The Not-So-Watchful Eye
Randi finds that the charlatans he has debunked have often received a pass from an uncritical press. An Honest Liar begins by recounting an intentional hoax that Randi and a self-proclaimed psychic named Carlos pulled on an all-too-receptive Australian media. Randi backed up their claims with phony American news clippings that a cursory reading could have refuted.
"That comes from the media themselves because the media tend to promote these things," he says. "If somebody says a meteor is going to strike the Empire State Building or the World Trade Center, that makes news. Editors can't resist it, even if they don't believe it's going to happen. If somebody makes a prediction about it, whether it's a geologist or a psychic, they have to print it because it's news and it gets people's attention. All the media are in competition with one another, so they want to be up front and ahead. There's a certain irresponsibility on the part of the media, as a matter of fact.
"I think the media need a little more responsibility in some respects. It needs to look and say, 'How will this influence people who are grieving or have been harmed in some way or attacked? How will it affect them? Will it change their mind? Will they then start to seek help where there is none?' The 'psychic profession' out there, and I use that expression in quotation marks, of course, is willing to grab on to these people and to drain them of their money and their security very easily for sensational purposes and for the money it brings them."
Randi had a strong ally in the late Tonight Show host Johnny Carson, who frequently consulted with Randi to demonstrate how the powers psychics claimed to have disappeared when they didn't control the presentation.
"Johnny Carson would call me from time to time after his retirement, every two weeks or so, just to chat, and he would always drop into the conversation, 'Hey, I just saw Peter Popoff. I thought we wiped him out.' I'd tell him, 'John, these are unsinkable rubber ducks. They never go away. As long as they're breathing, they're lying.' And John would say, 'But I thought I did such a good job.' It doesn't last, apparently.
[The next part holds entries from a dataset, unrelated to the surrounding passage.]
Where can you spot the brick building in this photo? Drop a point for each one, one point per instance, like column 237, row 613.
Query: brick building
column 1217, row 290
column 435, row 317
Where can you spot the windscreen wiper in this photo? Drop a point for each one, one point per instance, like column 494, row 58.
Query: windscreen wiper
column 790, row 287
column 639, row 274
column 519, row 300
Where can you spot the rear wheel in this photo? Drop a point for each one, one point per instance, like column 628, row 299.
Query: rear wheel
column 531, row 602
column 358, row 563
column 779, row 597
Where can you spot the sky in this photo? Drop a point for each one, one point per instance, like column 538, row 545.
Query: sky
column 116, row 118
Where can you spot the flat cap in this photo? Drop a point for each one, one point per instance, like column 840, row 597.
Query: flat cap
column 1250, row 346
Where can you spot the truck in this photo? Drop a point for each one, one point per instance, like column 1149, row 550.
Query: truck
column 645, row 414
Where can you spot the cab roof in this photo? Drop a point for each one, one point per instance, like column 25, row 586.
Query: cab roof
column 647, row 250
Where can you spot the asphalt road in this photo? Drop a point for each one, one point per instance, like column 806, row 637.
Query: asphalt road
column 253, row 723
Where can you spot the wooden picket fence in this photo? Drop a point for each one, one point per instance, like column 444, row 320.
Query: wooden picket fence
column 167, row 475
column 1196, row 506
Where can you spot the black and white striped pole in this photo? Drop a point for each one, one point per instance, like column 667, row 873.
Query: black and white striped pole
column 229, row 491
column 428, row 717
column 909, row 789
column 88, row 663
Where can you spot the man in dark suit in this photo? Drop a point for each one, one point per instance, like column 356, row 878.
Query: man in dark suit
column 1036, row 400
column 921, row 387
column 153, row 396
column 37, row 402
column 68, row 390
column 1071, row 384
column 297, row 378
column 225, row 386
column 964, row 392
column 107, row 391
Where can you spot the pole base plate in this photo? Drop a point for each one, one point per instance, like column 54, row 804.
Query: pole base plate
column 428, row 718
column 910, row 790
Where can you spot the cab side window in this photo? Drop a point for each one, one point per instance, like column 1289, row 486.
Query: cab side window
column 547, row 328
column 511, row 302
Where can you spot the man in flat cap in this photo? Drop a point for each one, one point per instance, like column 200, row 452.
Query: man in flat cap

The public is determined to be fooled," he says.
Because of our inherent desire to be amazed, Randi says, he still receives requests for how to make the truth easier to understand. Scientists, for example, know baloney when they see it but lack Gellar's ease in front of the camera (he's in the documentary).
"That's what you call showbiz, too," Randi says. "You have to have a gift of the gab. I've known so many scientists who've said to me, 'How can I say that better?' because they don't have that particular knowledge or background."
Another Unsinkable Duck
If Gellar and Popoff aren't going away, neither is Randi. He allowed the filmmakers to continue during a uniquely painful episode. During the filming, Immigration and Customs Enforcement arrested the Venezuela-born Carlos, who had overstayed his visa and changed his name to avoid persecution in his home country for being gay. The movie follows Randi as he nervously awaits the outcome of Carlos' situation. He was eventually released on probation.
When asked if having such an unpleasant moment onscreen was difficult for him, Randi corrects me by saying, "Perhaps; I don't know how unpleasant they were. 'Awkward' would be a better term."
Despite a limited run, An Honest Liar has played in dozens of theaters across the United States, introducing new audiences to his efforts and potentially inspiring new debunkers. "And the public reaction has been so satisfactory to An Honest Liar, that film tells everything. It tells the whole story. It's been very heartwarming. I've had so many people taking me by the hand and saying, 'you've made a big change in my life.' You can't buy that," he says.